If you love the idea of running your own gardening business but don’t know how or where to start, our straightforward guide tells you all you need to know.
Understand the day to day
Chances are you’re already a keen gardener and understand the physical side of the job but doing it for a living will bring different challenges. The seasonal nature of the business, with most work being carried out during the spring and summer months, means you may have to take on another part-time job to supplement your income, at least until you get the business off the ground. You’ll also have to be happy working on your own, as most landscapers or professional gardeners do while having the confidence to interact with other trades as required.
Dealing with clients
How comfortable are you dealing and/or negotiating a price with clients? You won’t always have a free reign to come up with ideas of your own and may have to stick to a strict brief. Clients can be demanding and may expect you to be on site at a time that suits them, for instance, in the evening or at weekends. You will also have to provide sketches and plans as well as written estimates for the job and ensure the work is completed on time and to budget, including costs for labour and material.
Is it for you?
Make sure you fully understand what a gardening/landscaping career entails by doing your own research. Are you willing to put in the long, often physically demanding hours required to build and sustain the business? Are you equipped to deal with all the other stuff that goes with running a business (see below)? Before committing yourself, do as much research as you can first by searching online, reading up on the subject and, if possible, speaking to professional gardeners to get their take on the job.
What qualifications do you need?
It goes without saying that you should enjoy being outdoors – in all weather – love working with plants and have a creative mind-set.
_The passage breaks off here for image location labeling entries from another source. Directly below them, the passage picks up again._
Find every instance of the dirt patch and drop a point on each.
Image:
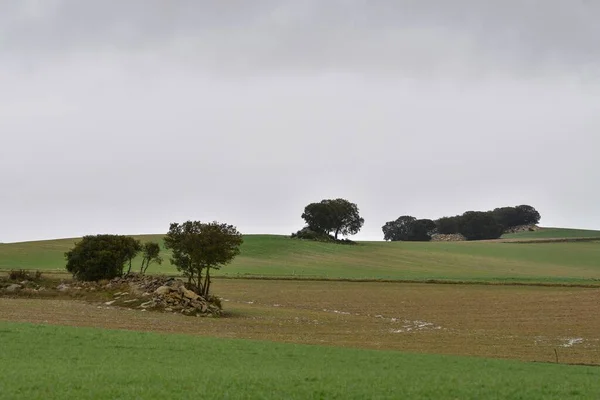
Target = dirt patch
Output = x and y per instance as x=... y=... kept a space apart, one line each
x=526 y=323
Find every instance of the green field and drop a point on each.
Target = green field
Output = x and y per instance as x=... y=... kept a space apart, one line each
x=49 y=362
x=279 y=256
x=554 y=233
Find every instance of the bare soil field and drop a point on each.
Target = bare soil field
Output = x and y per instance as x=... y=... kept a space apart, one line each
x=516 y=322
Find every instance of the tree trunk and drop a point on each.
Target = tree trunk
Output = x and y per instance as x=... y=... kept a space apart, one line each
x=206 y=284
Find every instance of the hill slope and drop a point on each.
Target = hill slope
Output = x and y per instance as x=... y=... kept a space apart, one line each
x=554 y=233
x=280 y=256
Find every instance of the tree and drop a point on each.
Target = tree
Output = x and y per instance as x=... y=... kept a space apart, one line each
x=527 y=215
x=507 y=217
x=131 y=247
x=478 y=225
x=150 y=254
x=199 y=247
x=98 y=257
x=337 y=216
x=448 y=225
x=408 y=228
Experience also counts for a lot and there are various landscaping and gardening courses you can do to advance your knowledge and skills. Some clients may feel more confident in dealing with a gardener who has formal qualifications.
The Royal Horticultural Society offers a range of courses for all levels and the English Gardening School is widely recognised as a centre of excellence. Their garden design diploma course lasts 8 weeks and costs £4395; they also offer distance learning courses. Shop around for other courses and be sure to check out your local college to see what courses are available.
Work out your costs
Unless you’re planning to pitch for large-scale commercial projects, you won’t have to invest too much in equipment to get started. A range of basic gardening tools is all you need and you can always hire heavier equipment as required. You can do the admin side from home initially but you’ll definitely need somewhere to store equipment safely. Your own shed or garage may be an option, if not, shop around for local storage facilities that offer 24-hour access.
Insurance is another cost to consider and it’s important to have the right policies in place. You’ll need cover against theft, damage or loss of equipment, motor insurance for any vehicle used for the business and public liability insurance against injury to members of the public. As a professional gardener offering advice, you should also take out professional indemnity insurance and if or when you take on staff, you must have employer’s liability cover. Read our guide to company insurance here.
Company structure and paperwork
One of your first decisions will be to choose a legal structure for the business. Many gardeners set up as sole traders and register with HMRC for tax and national Insurance, filling in an annual self-assessment tax return. Other options that offer certain tax advantages include forming a limited company or, for partnerships, limited liability company. Either way, it’s important to get the legal side sorted so seek expert advice on the company structure that’s right for you. Compare business structures here.
How much can you expect to earn?
It depends is the simple answer. If you establish yourself as a much sought-after professional landscaper, you can name your price. More realistically, as a self-employed gardener you can expect to charge between £10 -£25 an hour, depending on the where you operate. If you’re based in London or the south-east you can charge a higher hourly rate than in the north, for instance. For guidance, find out what gardeners are charging per hour in your local area.
Check out the competition
Research the number of professional gardeners or landscapers operating in your area so you know what you’re up against. Are you prepared to travel to find work, if necessary? You may need to go where the work is and take a hit on pay to build up a solid portfolio of work and establish yourself. Hopefully, any sacrifices you make now will prove to be worth it!
Promote yourself and your business through social media platforms such as Facebook, LinkedIn and Twitter and advertise your services through local directories and newspapers. Over time you may want to develop your own website but remember, word-of-mouth referrals and repeat business is what you’re aiming for, so always ensure you provide great service no matter how small the job!